Each institution performs a distinct safeguarding function and operates under its own statutory duties, governance structures, professional standards, and operational priorities.
Yet safeguarding outcomes rarely depend upon the effectiveness of any single agency.
Rather, they depend upon the ability of institutions to recognise risk collectively, share relevant information lawfully, maintain continuity of understanding, and coordinate interventions across organisational boundaries.
This paper argues that one of the most significant yet under-examined safeguarding risks within modern public administration is institutional fragmentation.
Institutional fragmentation occurs when multiple agencies possess pieces of safeguarding information but no agency possesses the complete picture.
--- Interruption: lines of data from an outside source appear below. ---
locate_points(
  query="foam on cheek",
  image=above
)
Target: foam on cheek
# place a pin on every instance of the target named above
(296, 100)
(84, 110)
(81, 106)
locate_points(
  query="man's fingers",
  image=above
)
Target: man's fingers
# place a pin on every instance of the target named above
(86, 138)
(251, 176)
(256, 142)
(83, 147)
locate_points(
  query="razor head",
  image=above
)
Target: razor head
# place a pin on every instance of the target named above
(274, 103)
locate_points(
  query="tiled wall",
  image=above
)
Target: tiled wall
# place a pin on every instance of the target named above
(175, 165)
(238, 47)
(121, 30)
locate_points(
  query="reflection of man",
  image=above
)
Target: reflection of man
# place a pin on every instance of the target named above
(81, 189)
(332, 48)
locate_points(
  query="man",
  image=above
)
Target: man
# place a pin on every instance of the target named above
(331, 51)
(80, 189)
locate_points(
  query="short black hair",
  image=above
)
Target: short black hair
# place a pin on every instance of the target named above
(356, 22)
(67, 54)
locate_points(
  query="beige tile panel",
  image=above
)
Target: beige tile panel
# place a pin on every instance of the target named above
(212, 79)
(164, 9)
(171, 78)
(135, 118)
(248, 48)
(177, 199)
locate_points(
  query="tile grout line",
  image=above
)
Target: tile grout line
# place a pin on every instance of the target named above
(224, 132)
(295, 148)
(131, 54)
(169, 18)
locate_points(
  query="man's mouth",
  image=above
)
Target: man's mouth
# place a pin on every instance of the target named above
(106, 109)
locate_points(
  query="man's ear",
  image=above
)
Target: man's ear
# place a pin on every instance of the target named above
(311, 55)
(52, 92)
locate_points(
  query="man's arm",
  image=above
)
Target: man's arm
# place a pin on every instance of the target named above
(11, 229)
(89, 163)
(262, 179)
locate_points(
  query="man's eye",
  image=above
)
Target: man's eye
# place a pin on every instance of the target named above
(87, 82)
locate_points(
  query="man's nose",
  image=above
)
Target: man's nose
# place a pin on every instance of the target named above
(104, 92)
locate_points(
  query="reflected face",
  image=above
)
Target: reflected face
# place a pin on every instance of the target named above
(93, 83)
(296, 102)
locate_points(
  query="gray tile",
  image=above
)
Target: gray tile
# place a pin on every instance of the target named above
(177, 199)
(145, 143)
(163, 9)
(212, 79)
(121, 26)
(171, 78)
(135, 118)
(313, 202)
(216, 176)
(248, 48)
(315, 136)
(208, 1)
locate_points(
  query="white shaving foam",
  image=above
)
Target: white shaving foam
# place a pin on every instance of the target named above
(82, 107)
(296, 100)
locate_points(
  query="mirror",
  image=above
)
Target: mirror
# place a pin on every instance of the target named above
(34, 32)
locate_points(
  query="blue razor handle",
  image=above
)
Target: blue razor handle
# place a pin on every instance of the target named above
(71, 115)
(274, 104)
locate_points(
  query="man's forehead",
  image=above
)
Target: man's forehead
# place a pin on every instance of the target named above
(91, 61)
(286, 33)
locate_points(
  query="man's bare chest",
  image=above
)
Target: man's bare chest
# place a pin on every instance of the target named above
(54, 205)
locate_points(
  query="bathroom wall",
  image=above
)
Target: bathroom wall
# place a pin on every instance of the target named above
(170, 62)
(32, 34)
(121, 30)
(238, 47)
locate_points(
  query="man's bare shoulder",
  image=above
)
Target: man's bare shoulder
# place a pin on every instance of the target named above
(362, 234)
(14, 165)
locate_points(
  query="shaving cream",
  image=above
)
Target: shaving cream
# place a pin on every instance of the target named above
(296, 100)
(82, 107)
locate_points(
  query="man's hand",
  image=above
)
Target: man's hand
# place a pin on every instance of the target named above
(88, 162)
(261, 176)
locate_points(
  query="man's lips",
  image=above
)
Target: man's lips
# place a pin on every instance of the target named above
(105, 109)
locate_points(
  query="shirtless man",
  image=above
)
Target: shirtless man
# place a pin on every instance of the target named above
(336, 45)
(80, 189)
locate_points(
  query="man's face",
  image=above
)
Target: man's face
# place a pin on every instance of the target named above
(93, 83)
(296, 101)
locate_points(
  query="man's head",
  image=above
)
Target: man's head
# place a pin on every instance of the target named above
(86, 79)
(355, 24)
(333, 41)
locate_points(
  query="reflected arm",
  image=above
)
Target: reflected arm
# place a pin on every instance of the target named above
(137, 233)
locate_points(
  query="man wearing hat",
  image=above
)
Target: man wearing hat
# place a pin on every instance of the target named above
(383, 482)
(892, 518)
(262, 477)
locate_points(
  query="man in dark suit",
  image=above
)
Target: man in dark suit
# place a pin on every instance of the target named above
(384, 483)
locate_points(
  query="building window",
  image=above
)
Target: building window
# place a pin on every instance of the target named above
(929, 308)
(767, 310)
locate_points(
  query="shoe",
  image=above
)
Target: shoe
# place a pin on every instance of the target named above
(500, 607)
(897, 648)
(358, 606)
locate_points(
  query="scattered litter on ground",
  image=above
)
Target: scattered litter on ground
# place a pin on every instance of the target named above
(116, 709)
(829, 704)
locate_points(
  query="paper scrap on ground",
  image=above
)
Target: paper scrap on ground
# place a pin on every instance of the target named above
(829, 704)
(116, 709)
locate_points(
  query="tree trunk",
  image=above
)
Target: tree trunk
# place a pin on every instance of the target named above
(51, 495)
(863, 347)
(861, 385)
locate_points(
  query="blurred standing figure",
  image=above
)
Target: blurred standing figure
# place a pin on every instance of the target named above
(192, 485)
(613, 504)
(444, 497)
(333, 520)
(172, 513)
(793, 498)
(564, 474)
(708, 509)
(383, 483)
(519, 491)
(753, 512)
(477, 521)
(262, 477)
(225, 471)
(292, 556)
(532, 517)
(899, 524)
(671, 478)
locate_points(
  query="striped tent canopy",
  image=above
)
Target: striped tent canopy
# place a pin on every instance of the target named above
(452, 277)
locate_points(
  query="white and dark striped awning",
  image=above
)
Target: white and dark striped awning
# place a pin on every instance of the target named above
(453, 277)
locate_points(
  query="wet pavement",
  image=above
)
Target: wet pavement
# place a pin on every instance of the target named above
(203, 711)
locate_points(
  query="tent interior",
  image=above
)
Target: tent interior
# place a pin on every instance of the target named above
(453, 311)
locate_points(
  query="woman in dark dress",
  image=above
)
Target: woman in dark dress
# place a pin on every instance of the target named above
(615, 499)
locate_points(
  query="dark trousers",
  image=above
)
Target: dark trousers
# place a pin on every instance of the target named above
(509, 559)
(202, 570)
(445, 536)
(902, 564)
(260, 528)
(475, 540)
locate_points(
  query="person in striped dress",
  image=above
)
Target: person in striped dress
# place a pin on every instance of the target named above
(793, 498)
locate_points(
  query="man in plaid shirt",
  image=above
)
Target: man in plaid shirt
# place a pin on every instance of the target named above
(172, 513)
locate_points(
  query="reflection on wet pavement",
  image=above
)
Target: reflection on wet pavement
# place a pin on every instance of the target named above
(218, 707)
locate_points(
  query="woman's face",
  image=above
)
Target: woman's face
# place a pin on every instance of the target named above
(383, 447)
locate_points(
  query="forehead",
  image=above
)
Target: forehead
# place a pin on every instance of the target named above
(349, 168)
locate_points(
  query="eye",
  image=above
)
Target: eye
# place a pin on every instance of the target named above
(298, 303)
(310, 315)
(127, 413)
Information becomes dispersed across systems, risk assessments become compartmentalised, accountability becomes diluted, and individuals experiencing harm may be required to repeatedly navigate disconnected institutional pathways.
The consequences are particularly significant in cases involving domestic abuse, coercive control, economic abuse, child protection concerns, mental health vulnerabilities, homelessness, exploitation, and complex safeguarding needs.
This paper examines the causes, consequences, and governance implications of institutional fragmentation and proposes structural reforms capable of strengthening safeguarding continuity, procedural integrity, and institutional accountability.
Introduction
Modern safeguarding is fundamentally multi-agency in nature.
A single vulnerable individual may simultaneously interact with:
police services;
healthcare providers;
social care services;
local authorities;
housing providers;
schools;
family courts;
criminal courts;
regulatory bodies;
specialist domestic abuse services;
financial institutions.
Each organisation may hold information relevant to safeguarding.
However, the existence of information alone does not guarantee protection.
Protection depends upon the ability of institutions to identify patterns of risk across organisational boundaries.
This remains one of the greatest operational challenges facing contemporary safeguarding systems.
While substantial legislative and policy development has occurred over recent decades, many safeguarding failures continue to reveal the same recurring problem:
critical information exists within the system but fails to operate as a coherent safeguarding picture.
Understanding Institutional Fragmentation
Institutional fragmentation refers to the division of safeguarding responsibilities across multiple organisations without sufficient mechanisms for continuity, coordination, accountability, and integrated risk recognition.
Fragmentation does not necessarily indicate professional negligence or individual misconduct.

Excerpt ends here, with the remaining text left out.